MSNBC (JimO) - Hubble debate -- a lot of sound and fury
Phil Fraering pgf@AUTO wrote in
:
"Jorge R. Frank" writes:
Indirectly, yes. NASA took over DC-XA when SDIO cancelled it. When it
came time for the next phase, which would have been DC-Y. NASA
re-competed the contract under the name X-33 rather than sole-sourcing
it to MDAC. Procurement law sets out specific circumstances under
which sole-sourcing is allowed (small contracts or lack of other
suppliers in the market), and the circumstances of DC-X did not fit:
the contract was too large and there were other suppliers in the
market. Had NASA sole-sourced it anyway, it would have invited legal
challenges from other potential suppliers and a lot of scrutiny from
Congress. MDAC bid on the re-competed contract but lost to LockMart.
We can debate the relative merits of the X-33 competitors (personally
I preferred MDAC and Rockwell's designs over LockMart's), but not the
necessity of re-competing the contract.
There's something that bugs me about that argument:
When they recompeted the contract, they did not compete a contract for
DC-Y. They competed it for something completely different; the
resulting vehicle was not a decent followon capable of expanding the
envelope of DC-X.
It was a different vehicle with a different flight profile.

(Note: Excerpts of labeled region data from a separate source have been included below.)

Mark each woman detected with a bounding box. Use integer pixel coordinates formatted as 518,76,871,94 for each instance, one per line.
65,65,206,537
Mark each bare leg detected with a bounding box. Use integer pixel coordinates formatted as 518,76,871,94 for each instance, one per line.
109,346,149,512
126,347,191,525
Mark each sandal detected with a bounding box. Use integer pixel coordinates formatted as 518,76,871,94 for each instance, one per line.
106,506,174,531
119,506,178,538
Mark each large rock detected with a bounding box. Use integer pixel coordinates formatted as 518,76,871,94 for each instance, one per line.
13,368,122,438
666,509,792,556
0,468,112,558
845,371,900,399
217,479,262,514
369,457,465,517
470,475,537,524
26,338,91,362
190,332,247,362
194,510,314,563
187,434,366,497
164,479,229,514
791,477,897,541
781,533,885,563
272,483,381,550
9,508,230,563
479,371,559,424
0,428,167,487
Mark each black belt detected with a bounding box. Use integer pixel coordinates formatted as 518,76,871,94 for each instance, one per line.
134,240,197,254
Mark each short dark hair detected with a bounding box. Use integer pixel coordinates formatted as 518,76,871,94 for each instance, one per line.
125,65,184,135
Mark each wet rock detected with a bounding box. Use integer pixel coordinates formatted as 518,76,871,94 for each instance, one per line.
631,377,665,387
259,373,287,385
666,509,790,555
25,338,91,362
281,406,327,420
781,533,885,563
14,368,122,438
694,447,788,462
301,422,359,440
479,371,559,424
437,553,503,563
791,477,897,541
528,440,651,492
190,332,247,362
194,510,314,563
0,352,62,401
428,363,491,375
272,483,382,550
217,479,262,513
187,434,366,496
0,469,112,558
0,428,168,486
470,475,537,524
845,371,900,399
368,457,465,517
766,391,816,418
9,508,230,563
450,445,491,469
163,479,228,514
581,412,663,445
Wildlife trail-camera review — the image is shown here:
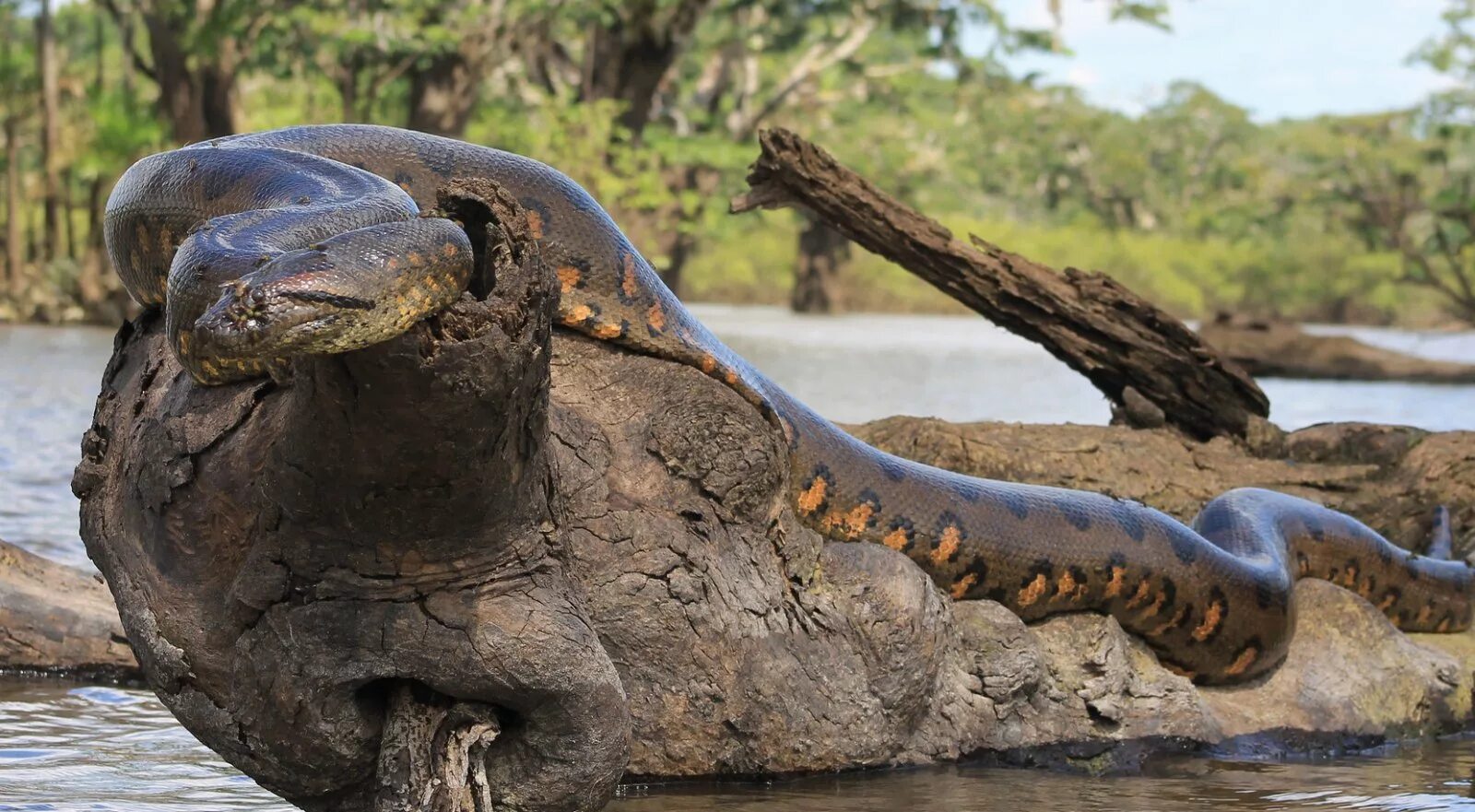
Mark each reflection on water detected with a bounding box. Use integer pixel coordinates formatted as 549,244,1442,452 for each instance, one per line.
8,682,1475,812
0,316,1475,812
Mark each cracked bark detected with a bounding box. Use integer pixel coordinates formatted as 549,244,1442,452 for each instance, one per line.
74,184,630,812
60,143,1475,812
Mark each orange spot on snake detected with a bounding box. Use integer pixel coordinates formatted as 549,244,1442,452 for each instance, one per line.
798,476,829,516
880,527,912,553
949,571,978,600
1127,578,1152,608
555,265,578,293
1193,601,1224,642
1020,571,1050,606
929,524,963,568
563,305,595,327
1055,571,1086,600
1224,645,1259,677
844,502,876,538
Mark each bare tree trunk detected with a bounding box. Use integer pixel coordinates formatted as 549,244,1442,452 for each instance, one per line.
580,0,713,140
62,167,77,259
35,0,62,259
791,212,850,312
128,6,239,143
5,116,17,296
732,130,1270,439
77,175,113,312
116,17,137,101
406,52,481,138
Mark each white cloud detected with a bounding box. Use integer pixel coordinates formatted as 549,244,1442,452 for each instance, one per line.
1065,65,1102,87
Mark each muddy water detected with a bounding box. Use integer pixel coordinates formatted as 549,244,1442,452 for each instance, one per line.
0,307,1475,812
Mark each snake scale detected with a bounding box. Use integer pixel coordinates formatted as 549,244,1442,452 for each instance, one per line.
105,125,1472,682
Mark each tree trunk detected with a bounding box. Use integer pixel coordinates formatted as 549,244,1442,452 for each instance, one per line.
791,212,850,312
143,7,238,143
0,541,143,682
406,53,481,138
35,0,62,261
732,130,1270,439
580,0,714,141
5,116,25,298
77,177,112,313
62,167,77,259
72,182,630,812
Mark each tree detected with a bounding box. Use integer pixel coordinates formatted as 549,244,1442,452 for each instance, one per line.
100,0,280,143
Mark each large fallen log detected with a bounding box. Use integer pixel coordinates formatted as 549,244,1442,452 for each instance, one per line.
74,171,1475,812
732,130,1270,439
0,541,143,682
1199,314,1475,383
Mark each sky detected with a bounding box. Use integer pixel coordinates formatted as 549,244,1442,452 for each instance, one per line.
964,0,1448,121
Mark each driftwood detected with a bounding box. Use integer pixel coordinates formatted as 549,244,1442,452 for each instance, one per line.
72,187,630,812
732,130,1270,439
1199,314,1475,383
54,143,1475,812
0,541,142,682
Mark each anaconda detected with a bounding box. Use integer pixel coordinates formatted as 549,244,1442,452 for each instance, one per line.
106,125,1472,682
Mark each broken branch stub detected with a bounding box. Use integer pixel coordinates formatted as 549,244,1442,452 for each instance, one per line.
74,182,630,812
732,130,1270,439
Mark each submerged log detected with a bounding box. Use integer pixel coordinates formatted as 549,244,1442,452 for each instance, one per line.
1199,314,1475,383
732,130,1270,439
0,541,143,682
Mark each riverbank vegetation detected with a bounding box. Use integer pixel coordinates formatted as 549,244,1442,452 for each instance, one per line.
0,0,1475,324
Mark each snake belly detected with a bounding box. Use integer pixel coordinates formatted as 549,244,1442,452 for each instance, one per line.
108,125,1472,682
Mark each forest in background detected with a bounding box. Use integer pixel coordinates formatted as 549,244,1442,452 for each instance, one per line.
0,0,1475,325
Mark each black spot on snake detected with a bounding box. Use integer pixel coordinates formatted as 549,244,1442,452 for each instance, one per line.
282,290,374,310
1055,497,1092,531
996,488,1030,522
876,453,907,482
1168,527,1199,564
1115,500,1148,542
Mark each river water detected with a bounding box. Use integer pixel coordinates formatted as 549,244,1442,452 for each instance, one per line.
0,305,1475,812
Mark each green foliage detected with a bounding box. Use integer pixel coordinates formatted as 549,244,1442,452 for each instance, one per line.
0,0,1475,320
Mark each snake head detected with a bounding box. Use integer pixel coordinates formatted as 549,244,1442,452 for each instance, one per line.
194,249,376,359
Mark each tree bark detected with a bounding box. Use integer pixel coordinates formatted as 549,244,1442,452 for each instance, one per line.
580,0,713,141
1199,314,1475,383
406,52,481,138
35,0,62,261
791,212,850,312
732,130,1270,439
72,184,630,812
5,115,25,298
0,541,143,682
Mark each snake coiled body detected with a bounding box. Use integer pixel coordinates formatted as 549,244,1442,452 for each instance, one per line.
106,125,1472,682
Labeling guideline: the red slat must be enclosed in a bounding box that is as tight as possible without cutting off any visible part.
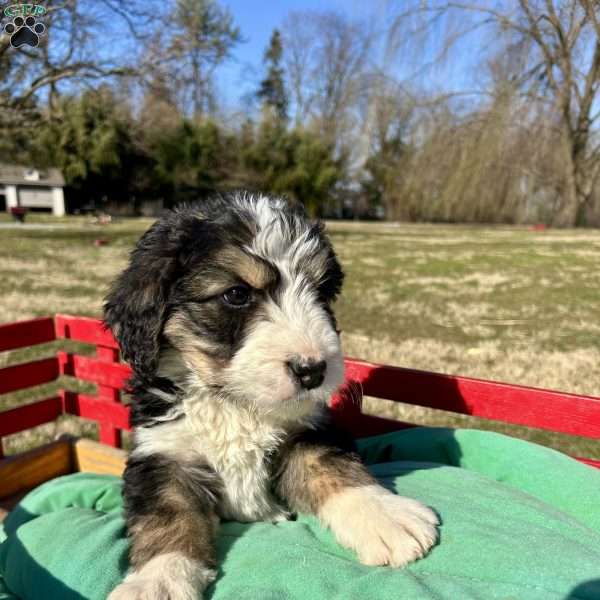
[96,346,121,448]
[0,356,59,394]
[0,396,63,437]
[54,315,119,349]
[57,352,131,390]
[0,317,56,351]
[63,391,131,430]
[340,359,600,438]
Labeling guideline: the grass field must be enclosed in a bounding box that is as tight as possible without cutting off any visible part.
[0,217,600,458]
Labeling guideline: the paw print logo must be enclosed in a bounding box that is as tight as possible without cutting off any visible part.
[4,16,46,48]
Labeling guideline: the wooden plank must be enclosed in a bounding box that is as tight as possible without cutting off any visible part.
[57,352,131,390]
[0,396,63,437]
[0,440,73,498]
[0,317,56,352]
[54,315,119,350]
[74,439,127,477]
[340,359,600,439]
[0,356,59,394]
[96,346,121,448]
[62,391,131,431]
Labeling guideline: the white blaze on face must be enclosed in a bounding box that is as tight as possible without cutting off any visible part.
[220,199,344,418]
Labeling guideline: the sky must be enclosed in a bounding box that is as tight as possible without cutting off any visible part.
[217,0,380,106]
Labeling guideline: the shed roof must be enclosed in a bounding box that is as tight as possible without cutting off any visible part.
[0,163,65,187]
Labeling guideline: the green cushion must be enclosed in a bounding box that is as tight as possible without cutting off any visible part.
[0,428,600,600]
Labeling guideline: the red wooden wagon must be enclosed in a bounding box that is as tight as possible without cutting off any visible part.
[0,315,600,511]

The particular flight profile was not relevant; the overall goal (an SSTO
RLV with low per-flight cost) was. So the RFP was written generally enough
for competing approaches to be tried - otherwise, the RFP would have been a
disguised sole-source solicitation to MDAC, since they were the only ones
proposing an SSTO with that particular flight profile.
I was a bit surprised to see NASA write the RFP generally; usually, they
are guilty of overspecifying it to the point that you can tell they had a
particular company/product in mind and wrote the RFP to practically assure
that only that product could win. At least in this area, NASA got X-33
right, in my opinion.
Where NASA screwed up on X-33 was to equate the amount of new technology in
a vehicle with the cost reduction it would be able to achieve, which is
fallacious. So they picked Lockheed's bid, which promised the steepest cost
reductions, but also had the most new technology crammed into one vehicle,
and therefore the most technical risk of all three bidders. Then, when the
development program (predictably) failed, NASA proclaimed that the
technology just wasn't there for SSTO, despite the fact that the two losing
bids had less technical risk and could well have worked. Of course, with
MDAC and Rockwell both subsequently swallowed by Boeing, we'll probably
never know for sure.
I would have preferred to see all three bids funded to a fly-off, as the
DoD often does with aircraft procurements. It would have cost the
government more up-front but would be far less likely to result in failure.
It looks like CEV may be taking this approach.